2. The trial was a publicity stunt—When the Butler Act, a law which forbade the teaching of evolution in Tennessee’s public schools, caught the attention of the ACLU they sent out a press release stating that they wanted to challenge the act in court. Dayton resident George Rappelyea, who was both a church goer and an adherent of evolution theory, saw an opportunity to garner some attention for the small mining town. After consulting with several town leaders, Rappelyea sent a telegram to the ACLU notifying the organization that they would provide the test case.
3. Scopes wasn’t a martyr—he was a co-conspirator—Although John T. Scopes was the plaintiff in the famous trial, he was not the regular biology teacher but a football coach who only taught the subject as a substitute. When Rappelyea approached him about being the ‘sacrificial lamb’ Scopes hesitantly agreed to go along with the PR stunt. Local prosecutors — who were also in on the plan — swore out a warrant for Scopes who was arrested and immediately released on bail pending trial.
4. Darrow wasn’t the first choice—Although Clarence Darrow was portrayed as the hero of Inherit the Wind, he wasn’t the first choice of either the citizens of Dayton or the ACLU. Rappelyea originally contacted the science fiction writer H.G. Wells (who wasn’t interested) and the ACLU feared the militantly atheistic Darrow would turn the trial into an attack on religion rather than a defense of the First Amendment. The choice was ultimately left to Scopes who was impressed by the fact that Darrow had significant name recognition as the attorney for the most recent “trial of the century”, the murderers Loeb and Leopold.

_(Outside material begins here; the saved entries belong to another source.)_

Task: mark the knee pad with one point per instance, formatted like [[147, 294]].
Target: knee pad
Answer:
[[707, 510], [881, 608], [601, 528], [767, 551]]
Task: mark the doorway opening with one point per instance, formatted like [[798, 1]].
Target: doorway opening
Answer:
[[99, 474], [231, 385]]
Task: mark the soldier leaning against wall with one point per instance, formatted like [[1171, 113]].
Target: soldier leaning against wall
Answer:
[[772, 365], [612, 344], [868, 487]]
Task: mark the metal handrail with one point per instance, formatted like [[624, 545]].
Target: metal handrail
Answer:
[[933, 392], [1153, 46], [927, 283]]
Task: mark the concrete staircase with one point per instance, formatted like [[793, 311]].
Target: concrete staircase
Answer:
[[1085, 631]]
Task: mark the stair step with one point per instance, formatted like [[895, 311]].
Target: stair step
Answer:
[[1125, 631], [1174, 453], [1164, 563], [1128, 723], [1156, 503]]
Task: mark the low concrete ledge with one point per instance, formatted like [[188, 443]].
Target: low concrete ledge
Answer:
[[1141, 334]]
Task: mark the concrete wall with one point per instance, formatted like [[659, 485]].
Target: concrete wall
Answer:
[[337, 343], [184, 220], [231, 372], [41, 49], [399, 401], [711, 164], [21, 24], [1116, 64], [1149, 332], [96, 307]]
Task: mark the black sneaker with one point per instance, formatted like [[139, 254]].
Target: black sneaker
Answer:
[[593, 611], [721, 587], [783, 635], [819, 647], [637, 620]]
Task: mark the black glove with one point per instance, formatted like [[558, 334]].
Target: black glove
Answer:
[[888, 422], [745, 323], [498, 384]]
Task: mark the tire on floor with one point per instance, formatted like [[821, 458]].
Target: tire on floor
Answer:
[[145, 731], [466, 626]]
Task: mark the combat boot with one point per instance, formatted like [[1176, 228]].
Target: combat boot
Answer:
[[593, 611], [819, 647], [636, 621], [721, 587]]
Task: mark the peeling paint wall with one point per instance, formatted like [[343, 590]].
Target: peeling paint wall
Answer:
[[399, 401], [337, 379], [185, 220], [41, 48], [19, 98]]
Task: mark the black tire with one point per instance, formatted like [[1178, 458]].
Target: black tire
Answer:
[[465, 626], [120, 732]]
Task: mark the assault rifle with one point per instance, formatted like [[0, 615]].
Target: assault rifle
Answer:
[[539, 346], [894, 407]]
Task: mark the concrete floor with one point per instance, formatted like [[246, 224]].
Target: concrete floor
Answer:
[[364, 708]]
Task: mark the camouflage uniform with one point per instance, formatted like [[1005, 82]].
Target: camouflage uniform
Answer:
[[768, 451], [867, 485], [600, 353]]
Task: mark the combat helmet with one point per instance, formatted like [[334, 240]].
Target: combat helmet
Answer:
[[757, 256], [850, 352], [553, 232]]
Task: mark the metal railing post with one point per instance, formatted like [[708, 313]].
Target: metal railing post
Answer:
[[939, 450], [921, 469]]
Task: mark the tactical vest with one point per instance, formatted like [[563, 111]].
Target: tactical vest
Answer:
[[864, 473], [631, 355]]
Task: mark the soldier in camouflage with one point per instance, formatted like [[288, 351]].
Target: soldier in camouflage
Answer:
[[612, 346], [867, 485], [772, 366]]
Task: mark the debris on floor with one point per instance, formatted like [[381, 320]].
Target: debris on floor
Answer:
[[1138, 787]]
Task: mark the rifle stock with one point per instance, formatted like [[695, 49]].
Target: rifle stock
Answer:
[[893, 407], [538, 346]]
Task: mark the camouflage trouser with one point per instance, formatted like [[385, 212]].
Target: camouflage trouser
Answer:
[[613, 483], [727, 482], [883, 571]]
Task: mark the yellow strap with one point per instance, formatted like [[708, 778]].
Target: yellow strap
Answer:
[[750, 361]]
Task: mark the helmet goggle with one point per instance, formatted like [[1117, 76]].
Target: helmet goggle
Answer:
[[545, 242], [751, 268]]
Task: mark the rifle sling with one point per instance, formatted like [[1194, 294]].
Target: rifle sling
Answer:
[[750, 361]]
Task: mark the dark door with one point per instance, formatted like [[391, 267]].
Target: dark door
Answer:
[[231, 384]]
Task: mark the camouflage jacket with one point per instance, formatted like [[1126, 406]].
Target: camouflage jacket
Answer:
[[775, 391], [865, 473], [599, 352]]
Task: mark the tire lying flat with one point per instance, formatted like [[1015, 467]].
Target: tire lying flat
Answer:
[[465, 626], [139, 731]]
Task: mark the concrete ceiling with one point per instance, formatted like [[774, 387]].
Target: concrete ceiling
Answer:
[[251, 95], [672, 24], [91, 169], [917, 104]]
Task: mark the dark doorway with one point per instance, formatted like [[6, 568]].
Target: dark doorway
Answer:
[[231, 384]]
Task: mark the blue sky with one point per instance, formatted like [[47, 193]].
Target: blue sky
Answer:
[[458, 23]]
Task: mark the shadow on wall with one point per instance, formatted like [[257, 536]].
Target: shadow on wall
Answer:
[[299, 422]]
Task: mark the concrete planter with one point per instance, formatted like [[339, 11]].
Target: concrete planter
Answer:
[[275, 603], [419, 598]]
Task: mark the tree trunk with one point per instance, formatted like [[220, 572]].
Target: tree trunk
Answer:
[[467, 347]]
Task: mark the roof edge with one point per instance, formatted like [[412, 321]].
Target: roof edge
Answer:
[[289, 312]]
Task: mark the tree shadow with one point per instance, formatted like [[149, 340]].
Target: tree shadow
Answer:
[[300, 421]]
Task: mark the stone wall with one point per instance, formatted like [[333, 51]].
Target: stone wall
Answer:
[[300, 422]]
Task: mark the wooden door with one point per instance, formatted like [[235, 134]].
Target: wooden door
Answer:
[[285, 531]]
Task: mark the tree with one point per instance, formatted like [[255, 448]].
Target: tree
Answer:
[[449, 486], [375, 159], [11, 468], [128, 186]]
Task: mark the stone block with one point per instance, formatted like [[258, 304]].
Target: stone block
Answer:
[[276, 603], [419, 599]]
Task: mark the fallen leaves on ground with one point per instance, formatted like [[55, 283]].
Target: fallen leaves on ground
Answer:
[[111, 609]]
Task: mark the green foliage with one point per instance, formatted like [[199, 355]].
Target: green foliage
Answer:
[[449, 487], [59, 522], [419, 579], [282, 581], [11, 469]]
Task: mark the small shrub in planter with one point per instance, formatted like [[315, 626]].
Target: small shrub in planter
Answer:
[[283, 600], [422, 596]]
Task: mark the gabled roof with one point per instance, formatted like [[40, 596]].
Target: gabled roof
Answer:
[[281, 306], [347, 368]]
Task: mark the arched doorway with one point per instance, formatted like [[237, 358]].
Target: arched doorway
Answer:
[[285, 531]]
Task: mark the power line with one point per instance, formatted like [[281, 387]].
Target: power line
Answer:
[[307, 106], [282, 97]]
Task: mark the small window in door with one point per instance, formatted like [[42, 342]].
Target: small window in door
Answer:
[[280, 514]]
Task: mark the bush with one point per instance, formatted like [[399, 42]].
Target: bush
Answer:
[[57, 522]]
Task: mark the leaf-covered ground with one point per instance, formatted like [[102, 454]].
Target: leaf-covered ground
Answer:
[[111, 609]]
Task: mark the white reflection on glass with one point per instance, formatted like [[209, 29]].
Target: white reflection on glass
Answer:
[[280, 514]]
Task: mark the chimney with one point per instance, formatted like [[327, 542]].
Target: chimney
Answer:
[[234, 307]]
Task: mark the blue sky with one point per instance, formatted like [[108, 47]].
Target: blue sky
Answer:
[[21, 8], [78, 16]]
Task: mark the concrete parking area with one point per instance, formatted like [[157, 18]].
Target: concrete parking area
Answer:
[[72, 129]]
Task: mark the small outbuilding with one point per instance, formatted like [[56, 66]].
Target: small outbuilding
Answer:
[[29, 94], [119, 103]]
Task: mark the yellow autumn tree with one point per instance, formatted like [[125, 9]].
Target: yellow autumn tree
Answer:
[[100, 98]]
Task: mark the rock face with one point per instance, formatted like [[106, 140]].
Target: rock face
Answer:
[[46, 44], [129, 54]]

5. Bryan wasn’t the lead prosecutor – and he knew the defendant—While Darrow was the lead defense attorney, William Jennings Bryan was only the assistant prosecutor. The district’s attorney-general Tom Stewart was the lead prosecutor. Scopes also knew his famous prosecutor. Not only had he previously met Bryan (at a high school graduation in Salem, Illinois) Scopes considered the man prosecuting his trial to be “the greatest man produced in the United State since the days of Thomas Jefferson.”
6. The prosecution’s “Bible expert” believed in the day-age theory—During the trial William Jennings Bryan took the stand as an expert witness on the Bible. In response to Darrow’s relentless questions as to whether the six days of creation were twenty-four hour days, Bryan said “My impression is that they were periods.” (The next day the judge ruled that Bryan’s testimony be stricken from the record as evidence.)
7. Teaching evolution . . . and eugenics—The biology book that was used by Scopes was George William Hunter’s Civic Biology. Although a standard biology text, it included the author’s championing of eugenics and white supremacy, his contempt for people with disabilities, and his dislike of charity for the “inferior.”
8. The defense wanted to lose the case—As the trial neared an end, Darrow asked the jury to return a verdict of guilty in order that the case might be appealed to the Tennessee Supreme Court. They complied and the judge handed down the $100 fine to Scopes. H.L. Mencken, whose coverage of the trial for The Baltimore Sun swayed public opinion against the anti-evolutionists, paid the fine for Scopes.
9. The ruling was reversed, but no one wanted to retry the case — A year after the trial, the Tennessee Supreme Court reversed the decision of the Dayton court on a technicality (the fine should have been set by the jury rather than the judge). Rather than send the case back for further action, however, the Tennessee Supreme Court dismissed the case claiming, “Nothing is to be gained by prolonging the life of this bizarre case.”